I am connecting to a hive installation using a JDBC client code. I have created a test table with two columns(column1, column2) both string type. When i try executing simple queries like "select* from test" i get result in java program but queries with where clauses and other complex queries throw the following exception.
"Query returned non-zero code: 1, cause: FAILED: Execution Error, return code 1 from org.apache.hadoop.hive.ql.exec.MapRedTask"

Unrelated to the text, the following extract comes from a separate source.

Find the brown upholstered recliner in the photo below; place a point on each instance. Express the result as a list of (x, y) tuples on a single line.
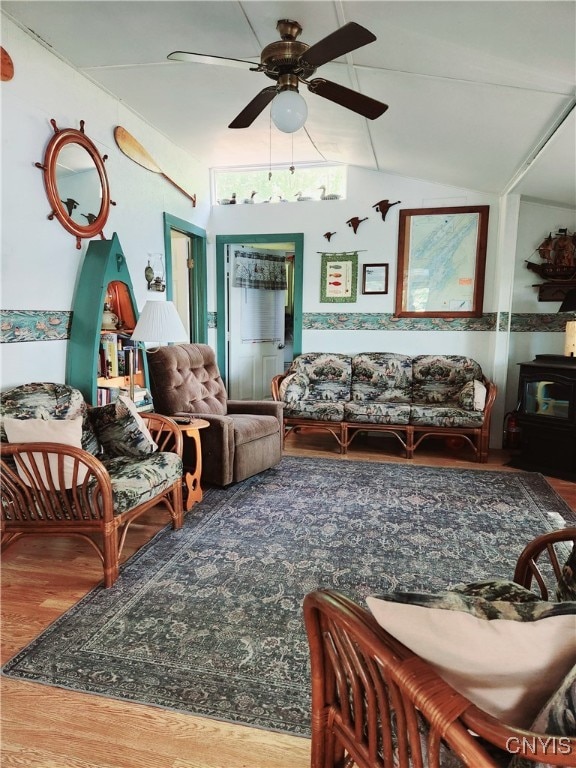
[(245, 436)]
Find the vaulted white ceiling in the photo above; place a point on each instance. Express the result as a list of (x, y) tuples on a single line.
[(475, 89)]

I have tried changing permissions of hdfs directories where file is present, /tmp on local directory but this didn't work.
This is my connection code
Connection con = DriverManager.getConnection("jdbc:hive://"+host+":"+port+"/default", "", "");
Statement stmt = con.createStatement();
Error is thrown at executeQuery() method
Checking the logs on server gives the following exception:
java.io.IOException: Cannot initialize Cluster. Please check your configuration for mapreduce.framework.name and the correspond server addresses.
at org.apache.hadoop.mapreduce.Cluster.initialize(Cluster.java:121)
at org.apache.hadoop.mapreduce.Cluster.(Cluster.java:83)
at org.apache.hadoop.mapreduce.Cluster.(Cluster.java:76)
at org.apache.hadoop.mapred.JobClient.init(JobClient.java:478)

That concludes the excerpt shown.